The Battle of Crysler’s Farm
By Sean Smith (Senior Archivist, Archives of Ontario)

If you were working in the fields near Crysler’s farm in the fall of 1813, you had to know it was coming. The Americans had been campaigning for the better part of the year and were finally pushing towards Montréal in order to cut off the supply lines along the St. Lawrence River. Regardless, it must have come as a bit of a shock when British, French and Tyendinaga Mohawks began setting up their tents in the fields that you usually worked.
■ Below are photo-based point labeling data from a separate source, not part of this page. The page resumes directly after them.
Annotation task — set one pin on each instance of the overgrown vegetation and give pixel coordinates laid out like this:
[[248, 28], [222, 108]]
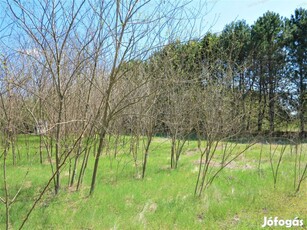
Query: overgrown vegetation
[[86, 87]]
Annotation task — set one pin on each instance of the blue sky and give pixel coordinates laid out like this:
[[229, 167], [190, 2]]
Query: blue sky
[[222, 12]]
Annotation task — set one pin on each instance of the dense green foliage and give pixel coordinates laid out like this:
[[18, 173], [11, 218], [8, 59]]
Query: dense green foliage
[[239, 199]]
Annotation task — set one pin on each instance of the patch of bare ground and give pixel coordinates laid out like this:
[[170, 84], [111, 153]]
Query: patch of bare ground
[[194, 151]]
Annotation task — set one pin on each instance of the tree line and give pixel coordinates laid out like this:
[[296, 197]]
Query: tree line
[[97, 76]]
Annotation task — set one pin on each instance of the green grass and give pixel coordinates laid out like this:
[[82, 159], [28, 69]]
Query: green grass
[[239, 198]]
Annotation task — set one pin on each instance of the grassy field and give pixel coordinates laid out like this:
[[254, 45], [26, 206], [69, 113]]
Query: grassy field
[[240, 197]]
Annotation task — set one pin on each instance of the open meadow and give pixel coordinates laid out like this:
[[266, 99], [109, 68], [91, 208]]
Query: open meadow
[[239, 198]]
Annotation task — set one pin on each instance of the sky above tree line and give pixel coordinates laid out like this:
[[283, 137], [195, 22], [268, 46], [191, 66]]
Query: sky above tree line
[[219, 13]]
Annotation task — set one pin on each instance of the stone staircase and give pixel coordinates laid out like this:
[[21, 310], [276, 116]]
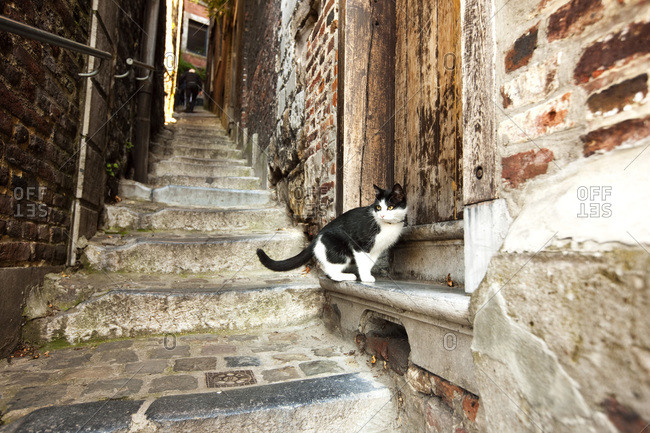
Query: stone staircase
[[173, 325]]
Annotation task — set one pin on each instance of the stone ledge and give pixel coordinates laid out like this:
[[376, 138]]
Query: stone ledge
[[432, 300], [446, 230], [435, 318]]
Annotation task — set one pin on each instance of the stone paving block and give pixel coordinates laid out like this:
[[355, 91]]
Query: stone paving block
[[195, 364], [87, 373], [242, 337], [164, 353], [290, 337], [218, 349], [114, 388], [113, 345], [60, 361], [280, 374], [242, 361], [288, 357], [173, 383], [99, 416], [24, 379], [326, 352], [118, 356], [37, 396], [207, 338], [319, 367], [152, 366], [269, 348]]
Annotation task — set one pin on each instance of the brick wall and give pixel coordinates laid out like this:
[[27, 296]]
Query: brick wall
[[40, 115], [572, 82], [38, 133], [259, 77], [319, 154], [302, 151]]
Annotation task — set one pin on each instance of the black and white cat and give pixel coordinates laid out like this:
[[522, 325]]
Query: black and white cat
[[359, 236]]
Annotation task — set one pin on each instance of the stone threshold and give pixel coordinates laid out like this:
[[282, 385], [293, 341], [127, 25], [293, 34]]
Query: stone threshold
[[332, 402], [435, 318], [432, 300]]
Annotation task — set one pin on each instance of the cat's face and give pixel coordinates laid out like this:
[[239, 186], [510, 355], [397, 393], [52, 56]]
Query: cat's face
[[390, 205]]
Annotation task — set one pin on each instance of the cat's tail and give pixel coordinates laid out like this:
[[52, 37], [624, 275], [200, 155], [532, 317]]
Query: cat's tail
[[288, 264]]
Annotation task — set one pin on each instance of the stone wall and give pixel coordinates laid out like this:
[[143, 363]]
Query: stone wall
[[556, 342], [258, 67], [302, 152], [40, 129]]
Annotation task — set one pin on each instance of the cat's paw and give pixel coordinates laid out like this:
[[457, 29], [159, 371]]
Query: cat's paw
[[343, 277]]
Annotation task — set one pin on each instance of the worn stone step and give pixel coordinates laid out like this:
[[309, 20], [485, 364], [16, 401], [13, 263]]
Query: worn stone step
[[217, 151], [352, 402], [228, 182], [188, 253], [194, 195], [342, 403], [206, 142], [137, 310], [137, 216], [197, 167]]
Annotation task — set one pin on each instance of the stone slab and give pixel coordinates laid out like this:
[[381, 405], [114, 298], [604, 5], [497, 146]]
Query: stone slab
[[101, 416]]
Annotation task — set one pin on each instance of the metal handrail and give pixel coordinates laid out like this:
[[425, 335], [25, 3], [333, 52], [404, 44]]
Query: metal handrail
[[9, 25], [37, 34]]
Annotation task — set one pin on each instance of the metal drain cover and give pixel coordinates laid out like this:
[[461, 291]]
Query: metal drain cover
[[225, 379]]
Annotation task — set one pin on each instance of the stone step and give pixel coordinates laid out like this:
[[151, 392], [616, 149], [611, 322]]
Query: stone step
[[189, 252], [343, 403], [206, 142], [353, 402], [218, 151], [194, 195], [292, 375], [200, 167], [228, 182], [140, 309], [139, 216]]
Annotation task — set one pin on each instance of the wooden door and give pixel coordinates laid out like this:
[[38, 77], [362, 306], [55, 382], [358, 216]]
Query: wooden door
[[428, 109]]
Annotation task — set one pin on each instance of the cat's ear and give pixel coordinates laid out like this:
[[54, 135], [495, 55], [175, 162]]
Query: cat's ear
[[398, 192]]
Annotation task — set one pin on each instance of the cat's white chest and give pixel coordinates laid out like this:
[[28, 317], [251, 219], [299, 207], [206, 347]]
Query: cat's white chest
[[388, 235]]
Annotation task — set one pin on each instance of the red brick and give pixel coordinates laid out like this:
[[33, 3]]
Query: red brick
[[605, 54], [608, 138], [6, 125], [619, 95], [573, 18], [624, 418], [518, 168], [446, 390], [470, 406], [14, 252], [521, 52]]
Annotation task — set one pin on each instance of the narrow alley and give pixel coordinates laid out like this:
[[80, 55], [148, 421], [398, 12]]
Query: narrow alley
[[150, 148]]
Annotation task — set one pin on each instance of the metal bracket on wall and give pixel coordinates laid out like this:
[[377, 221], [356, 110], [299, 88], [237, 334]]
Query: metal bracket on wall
[[92, 73], [15, 27]]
You may have taken some satisfaction in the fact that you had finished harvesting the year’s crops before the nearly 1,200 troops arrived, but it wouldn’t take long before you realized that the forces were a hungry bunch. You may have thought of the Americans as “marauders” but, in your small world, it was the British and their allies who claimed all your livestock, ate all your apples and potatoes, burned your fence rails, and took over your barns.

The Battle of Crysler’s Farm was fought on November 11, 1813 on the ploughed fields of John Crysler’s farm located in South Dundas Township, between Cornwall and Morrisburg. There’s not much left of Crysler’s farm today, but the battle was decisive and effectively ended the American campaign of 1813. As a result, the British remained in control of both sides of the St. Lawrence River until the end of the War of 1812, in — oddly enough — 1815.

The site of Crysler’s farm was flooded in 1958 as part of the St. Lawrence Seaway Project. It overlooks Lake St. Lawrence today and what is left of the battleground is now a National Historic Site and part of Upper Canada Village.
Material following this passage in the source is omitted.